Thank you, Ted, for the opportunity!
May 27, 2020
Barefields and McEacherns shared an interwoven life at church, school, and neighborhood through most of our years growing up. One story that sticks with me has to do with an event that occurred with the youth group, that eventually was lost inside of my memory for 35 years! It must’ve been about 1969, give or take a year, and the parents of the youth group got together and decided to host a collective sex education workshop At Vanderbilt. It was a frank look at humans as sexual beings. Nothing about morality, (other than trust trust and caring). It presented interviews with and images of all sorts of combinations of people engaged in sex and talking about it from a holistic standPoint, in ways that we would otherwise never have been able to hear dispassionate discussion to help us form our own opinions and grow into our own best selves.
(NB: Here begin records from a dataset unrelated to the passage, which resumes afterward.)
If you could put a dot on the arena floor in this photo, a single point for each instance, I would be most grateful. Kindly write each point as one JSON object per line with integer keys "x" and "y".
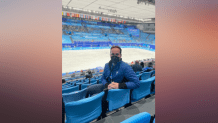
{"x": 76, "y": 60}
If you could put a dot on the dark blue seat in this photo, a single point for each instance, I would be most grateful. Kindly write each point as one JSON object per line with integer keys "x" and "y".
{"x": 146, "y": 75}
{"x": 142, "y": 91}
{"x": 117, "y": 98}
{"x": 71, "y": 89}
{"x": 143, "y": 117}
{"x": 74, "y": 96}
{"x": 85, "y": 110}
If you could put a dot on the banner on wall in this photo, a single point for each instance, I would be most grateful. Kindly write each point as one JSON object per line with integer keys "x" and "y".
{"x": 105, "y": 44}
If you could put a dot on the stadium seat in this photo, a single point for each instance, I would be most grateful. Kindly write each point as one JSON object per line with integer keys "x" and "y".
{"x": 74, "y": 96}
{"x": 93, "y": 81}
{"x": 117, "y": 98}
{"x": 85, "y": 110}
{"x": 84, "y": 86}
{"x": 142, "y": 91}
{"x": 71, "y": 89}
{"x": 137, "y": 73}
{"x": 146, "y": 75}
{"x": 143, "y": 117}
Funny thing is I forgot all about that until about 15 years ago. In my role as a youth development trainer with the local juvenile welfare board, I’d been asked to develop competency training examining cultural biases around non-hetero-normative relationships. I found a workshop being offered that I thought might be helpful, and attended a Train the Trainer seminar. About three hours into that workshop, I realized the images I was seeing were images that I had seen somewhere before. It all came flooding back to me as I saw more and more of the distantly familiar images.
The impact of that initial opportunity, back in Nashville, seems to have led me full circle back to becoming trained in presenting that same workshop. I have to think that the collective parenting that went on among our folks has similarly impacted all of us in ways we may not even always appreciate!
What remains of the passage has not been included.